Global Memory - Temporary CLBuffer in device memory
I have general question about OpenCL memory management. I want to perform gaussian downsampling of an image in two passes (vertical and horizontal). Before you ask: Much more like derivates and other task should follow, so OpenCL seams to be the right tool for the job.
I want to store the result of the computation of step 1 in an temporary CLBuffer. So far so good, it works as long as I transfer the result back into main memory using commandQueue.putReadBuffer(). However, since I don't need the data in my application (only for the second step) I replaced commandQueue.putReadBuffer() with commandQueue.finish(). Unfortunately my code stops working, which means that only zeros are finally read. The following code shows the problem:
// STEP 1
vPassKernel.rewind(); // the kernel might be reused
vPassKernel.putArg(inBuffer) // input image
.putArg(tmpBuffer); // result of the first pass is stored here (read_write, no host ptr)
.put1DRangeKernel(vPassKernel, 0, vPassGlobalWorkSize, vPassLocalWorkSize)
//.putReadBuffer(tmpBuffer, true); <-- slow, but works
.finish(); // <-- problem! When reusing tmpBuffer is has only zeros during the next step :(
// STEP 2
//tmpBuffer.getBuffer().rewind(); // only needed when using "putReadBuffer"
hPassKernel.putArg(tmpBuffer) // use as input
.putArg(clOutBuffer) // final output that is transfered into main memory
.put1DRangeKernel(hPassKernel, 0, hPassGlobalWorkSize, hPassLocalWorkSize)
Why is the call to "putReadBuffer" needed? Is that how the OpenCL memory model works? Am I missing something?
BTW: Changing between CPU or GPU does not change anything, so i guess it must be my fault. The kernels aren't special - just computing a weighted sum.

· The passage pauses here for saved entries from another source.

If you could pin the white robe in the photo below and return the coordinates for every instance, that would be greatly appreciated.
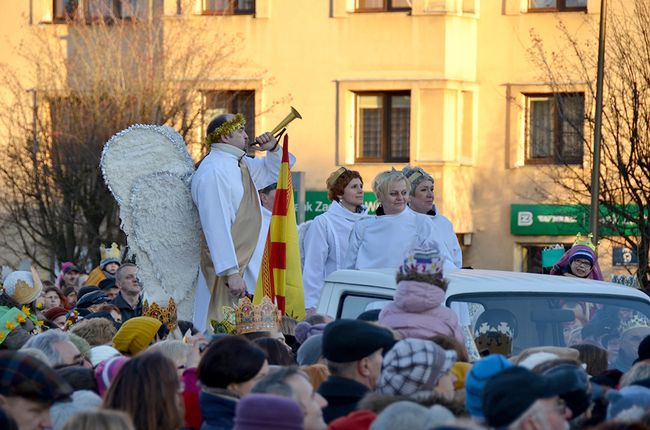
(447, 238)
(256, 260)
(217, 191)
(384, 241)
(325, 248)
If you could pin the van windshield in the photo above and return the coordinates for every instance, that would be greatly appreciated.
(509, 323)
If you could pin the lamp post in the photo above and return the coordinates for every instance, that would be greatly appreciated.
(595, 168)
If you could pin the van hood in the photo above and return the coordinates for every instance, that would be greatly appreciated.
(413, 296)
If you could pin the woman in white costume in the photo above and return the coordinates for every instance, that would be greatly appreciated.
(422, 201)
(326, 238)
(384, 240)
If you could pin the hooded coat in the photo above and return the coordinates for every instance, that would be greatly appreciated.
(418, 311)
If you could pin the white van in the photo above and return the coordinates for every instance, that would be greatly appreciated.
(544, 309)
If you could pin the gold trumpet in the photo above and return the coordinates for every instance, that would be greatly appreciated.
(281, 127)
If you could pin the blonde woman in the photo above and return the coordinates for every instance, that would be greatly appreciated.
(383, 241)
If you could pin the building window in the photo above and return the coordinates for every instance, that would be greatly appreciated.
(228, 7)
(557, 5)
(381, 5)
(554, 128)
(219, 102)
(383, 125)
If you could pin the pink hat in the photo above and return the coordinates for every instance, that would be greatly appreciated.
(106, 371)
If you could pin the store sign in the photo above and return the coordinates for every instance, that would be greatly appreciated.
(316, 203)
(567, 220)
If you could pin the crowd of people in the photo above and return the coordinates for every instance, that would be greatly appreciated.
(87, 352)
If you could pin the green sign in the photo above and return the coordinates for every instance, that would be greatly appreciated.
(568, 220)
(316, 203)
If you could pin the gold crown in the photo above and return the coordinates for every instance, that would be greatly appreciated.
(587, 241)
(251, 318)
(166, 315)
(112, 252)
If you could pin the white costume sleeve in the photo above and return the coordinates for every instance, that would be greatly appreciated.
(316, 251)
(217, 215)
(356, 237)
(265, 170)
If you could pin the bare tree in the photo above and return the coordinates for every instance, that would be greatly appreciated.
(84, 85)
(625, 157)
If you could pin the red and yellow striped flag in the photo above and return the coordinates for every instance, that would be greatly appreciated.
(280, 276)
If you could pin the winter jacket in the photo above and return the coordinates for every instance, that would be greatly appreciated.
(418, 311)
(218, 411)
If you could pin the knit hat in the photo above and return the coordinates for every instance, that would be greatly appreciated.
(102, 353)
(53, 313)
(629, 404)
(310, 351)
(268, 411)
(347, 340)
(22, 375)
(136, 334)
(413, 365)
(106, 371)
(460, 370)
(475, 381)
(410, 415)
(22, 286)
(357, 420)
(511, 392)
(304, 330)
(82, 401)
(93, 298)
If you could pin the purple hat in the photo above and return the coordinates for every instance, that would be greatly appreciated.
(267, 411)
(106, 371)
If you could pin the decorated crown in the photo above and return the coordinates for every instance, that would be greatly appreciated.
(112, 253)
(636, 321)
(423, 262)
(166, 315)
(251, 318)
(585, 241)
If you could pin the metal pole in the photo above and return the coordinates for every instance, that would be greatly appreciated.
(595, 168)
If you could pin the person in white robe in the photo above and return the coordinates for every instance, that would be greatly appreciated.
(325, 242)
(218, 191)
(384, 240)
(267, 198)
(422, 201)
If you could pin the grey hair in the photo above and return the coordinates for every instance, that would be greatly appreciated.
(276, 383)
(45, 342)
(410, 171)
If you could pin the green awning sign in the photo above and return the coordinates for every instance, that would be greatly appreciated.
(567, 220)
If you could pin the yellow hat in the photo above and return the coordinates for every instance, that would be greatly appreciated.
(460, 371)
(136, 334)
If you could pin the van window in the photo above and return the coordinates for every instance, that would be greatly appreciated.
(510, 323)
(352, 304)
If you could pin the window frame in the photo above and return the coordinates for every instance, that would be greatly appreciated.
(385, 137)
(387, 7)
(555, 158)
(231, 11)
(560, 6)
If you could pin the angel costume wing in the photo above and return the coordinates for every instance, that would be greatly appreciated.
(148, 170)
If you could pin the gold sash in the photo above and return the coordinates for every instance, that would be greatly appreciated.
(245, 232)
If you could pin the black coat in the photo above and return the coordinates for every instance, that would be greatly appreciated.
(342, 396)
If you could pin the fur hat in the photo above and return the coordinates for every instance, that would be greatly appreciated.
(136, 334)
(414, 365)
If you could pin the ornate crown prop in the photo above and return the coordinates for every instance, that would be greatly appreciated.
(586, 241)
(225, 129)
(166, 315)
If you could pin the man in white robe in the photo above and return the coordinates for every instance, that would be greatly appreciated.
(217, 191)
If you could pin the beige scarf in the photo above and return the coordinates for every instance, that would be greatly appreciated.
(245, 232)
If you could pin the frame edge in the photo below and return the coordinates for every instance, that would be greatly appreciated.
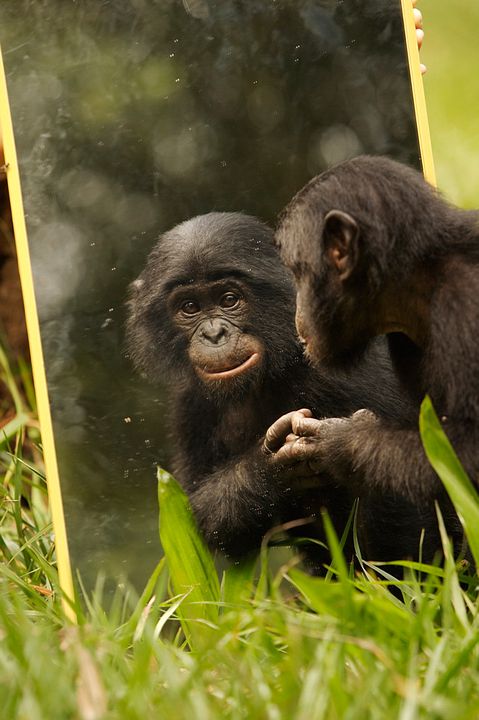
(34, 339)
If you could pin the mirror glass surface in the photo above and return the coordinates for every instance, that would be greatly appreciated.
(131, 116)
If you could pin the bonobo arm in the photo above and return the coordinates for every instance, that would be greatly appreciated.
(239, 502)
(362, 452)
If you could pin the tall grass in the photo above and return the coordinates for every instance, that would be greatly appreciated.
(248, 644)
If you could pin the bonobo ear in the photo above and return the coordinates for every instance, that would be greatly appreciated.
(340, 242)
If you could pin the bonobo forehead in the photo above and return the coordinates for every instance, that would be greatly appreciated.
(209, 247)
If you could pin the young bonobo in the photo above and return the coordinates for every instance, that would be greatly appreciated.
(374, 249)
(213, 314)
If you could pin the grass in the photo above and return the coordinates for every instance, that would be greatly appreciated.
(251, 644)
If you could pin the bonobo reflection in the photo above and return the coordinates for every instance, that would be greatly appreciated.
(213, 311)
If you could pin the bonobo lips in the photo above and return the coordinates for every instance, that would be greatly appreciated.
(229, 372)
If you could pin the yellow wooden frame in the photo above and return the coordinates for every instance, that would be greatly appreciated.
(38, 367)
(26, 278)
(419, 98)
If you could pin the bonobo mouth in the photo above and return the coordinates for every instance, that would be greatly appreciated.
(229, 372)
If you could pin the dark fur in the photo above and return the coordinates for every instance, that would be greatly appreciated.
(415, 250)
(217, 431)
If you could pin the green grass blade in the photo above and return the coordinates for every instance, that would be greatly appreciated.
(238, 581)
(9, 430)
(190, 564)
(445, 462)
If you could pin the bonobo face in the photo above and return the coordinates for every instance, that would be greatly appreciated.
(213, 316)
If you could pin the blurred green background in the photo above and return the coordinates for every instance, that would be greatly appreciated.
(451, 53)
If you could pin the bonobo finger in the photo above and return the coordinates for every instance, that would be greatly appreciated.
(280, 429)
(306, 426)
(304, 448)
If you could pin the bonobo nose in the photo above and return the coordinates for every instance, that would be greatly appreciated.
(214, 331)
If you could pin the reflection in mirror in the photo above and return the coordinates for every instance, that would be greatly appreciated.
(132, 117)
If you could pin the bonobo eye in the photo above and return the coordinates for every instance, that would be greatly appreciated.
(229, 300)
(189, 307)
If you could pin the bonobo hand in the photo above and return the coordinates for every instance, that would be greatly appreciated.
(308, 447)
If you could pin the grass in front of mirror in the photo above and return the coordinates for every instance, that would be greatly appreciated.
(282, 646)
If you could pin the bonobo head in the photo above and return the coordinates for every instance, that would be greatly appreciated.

I know that i could call the second kernel from the first kernel, but in the future I will need the temporary buffer in other ("non-sequencial") situations. (I'm running OSX 10.6 with a slow ATI 6490M).
Re: Global Memory - Temporary CLBuffer in device memory
you are enqueueing a writeBuffer command in the second step. This will write the contents from host memory to device memory, overwriting your temp results. (NIO -> CL). Try using finish without this command again and it should work.
to speed it up you might consider using events instead of finish to decouple the app thread from the queue.